É consequência quase que natural, de um processo sério, maduro e verdadeiro de conversão, afastar-se das más amizades que se tinha antes e aproximar-se de outras pessoas que tenham em comum a vida de oração e a busca das virtudes. 

A razão disso é muito simples e consta na própria Sagrada Escritura: “Más companhias corrompem bons costumes” (1Cor 15, 33). Não é possível começar a seguir a Cristo e continuar levando a vida do mesmo modo, de mãos dadas com o mundo e com os mundanos. Os que se fazem amigos de Deus devem fazer-se, isto sim, inimigos do mundo — porque o contrário também é verdadeiro: quem se entrega ao mundo, a última coisa que quer ouvir falar é de Deus, de sua Igreja e dos Mandamentos (cf. Tg 4, 4).

Numa sociedade pagã como a nossa, então, é cada vez mais contrastante o modo como o mundo se comporta com o que nos manda o simples Decálogo. Está tudo estampado, às claras, na maneira como as pessoas se vestem, na linguagem com que falam, nas músicas que escutam, nas coisas que admiram…

Só para dar um exemplo muito concreto: as músicas mais ouvidas nos serviços de streaming de música (e também nas rádios), o que se tornaram senão pornografia auditiva pura e simples? As referências abertas ao que deveria ser o mais íntimo dos atos humanos, a incitação ao adultério, à degradação da mulher e ao próprio abuso de menores... nunca foram tão virulentas. E as pessoas não estão escutando isso (como se fosse pouco…); elas estão “curtindo” também, e divulgando, e colocando essas músicas para serem tocadas nas festas de família, de formatura e de casamento, de modo que também seus filhos são colocados, na maior tranquilidade, para cantar e dançar as baixarias que lhes vão aos ouvidos. 

Ora, quando o pecado se torna assim público, como não exigir dos cristãos um rompimento igualmente público com determinados ambientes e grupos de pessoas, de “amigos” ou até mesmo de parentes próximos? Não se trata justamente daquela “fuga das ocasiões perigosas”, básica para vivermos não só, mas principalmente a delicada virtude da castidade cristã? Não vale aqui o ditado segundo o qual é “impossível não queimar-se no meio de uma fogueira” [1]?

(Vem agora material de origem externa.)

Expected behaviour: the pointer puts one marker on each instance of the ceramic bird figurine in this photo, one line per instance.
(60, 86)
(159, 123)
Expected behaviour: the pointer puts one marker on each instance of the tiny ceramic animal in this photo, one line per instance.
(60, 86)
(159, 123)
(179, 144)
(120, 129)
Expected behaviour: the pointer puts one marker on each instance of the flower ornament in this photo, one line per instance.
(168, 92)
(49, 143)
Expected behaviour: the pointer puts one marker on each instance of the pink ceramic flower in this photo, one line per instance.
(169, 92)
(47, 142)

À parte a roupagem nova de que o problema se reveste hoje, também Santa Teresa d’Ávila podia se interrogar, em seu tempo, a respeito das más amizades (Caminho de Perfeição, c. 6): “Quando dois não pensam do mesmo modo, como poderão amar-se por muito tempo? É amor que há de acabar com a vida, pois, se um não guarda a lei divina, e, por conseguinte, não ama a Deus, diferentes hão de ser os seus destinos” [2].

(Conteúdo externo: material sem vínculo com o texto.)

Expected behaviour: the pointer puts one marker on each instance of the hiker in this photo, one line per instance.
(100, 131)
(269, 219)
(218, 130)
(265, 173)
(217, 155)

Palavras difíceis de escutar estas, especialmente para uma época que deixou de acreditar na eternidade e no Inferno: “Diferentes hão de ser os seus destinos”. Mas a boa-nova de Cristo comporta essa divisão: “Não julgueis que vim trazer a paz à terra. Vim trazer não a paz, mas a espada. Eu vim trazer a divisão entre o filho e o pai, entre a filha e a mãe, entre a nora e a sogra, e os inimigos do homem serão as pessoas de sua própria casa” (Mt 10, 34-36). 

Radical essa divisão, alguém poderá objetar. E, no entanto, como já dito, essa inimizade não é invenção de nenhum ser humano, tampouco da Igreja; trata-se de um decreto divino mesmo, inscrito na própria natureza das coisas, tal como se apresentaram após a Queda. Na célebre frase de Santo Agostinho: “Dois amores fizeram as duas cidades: o amor de si até ao desprezo de Deus — a terrestre; o amor de Deus até ao desprezo de si — a celeste” [3].

Comentando a passagem de Gn 3, 15: “Porei ódio entre ti e a mulher, entre a tua descendência e a dela”, São Luís Maria Grignion de Montfort ainda diz o seguinte em seu Tratado sobre a verdadeira devoção à Santíssima Virgem (n. 52):

Deus estabeleceu apenas uma inimizade — porém irreconciliável —, que haverá de durar e chegará mesmo a aumentar na razão mesma em que o mundo se for aproximando do fim. Esta inimizade é entre Maria, Sua Mãe imaculada, e o diabo; entre os filhos e os servos da Santíssima Virgem e os filhos e seguidores de Lúcifer [4].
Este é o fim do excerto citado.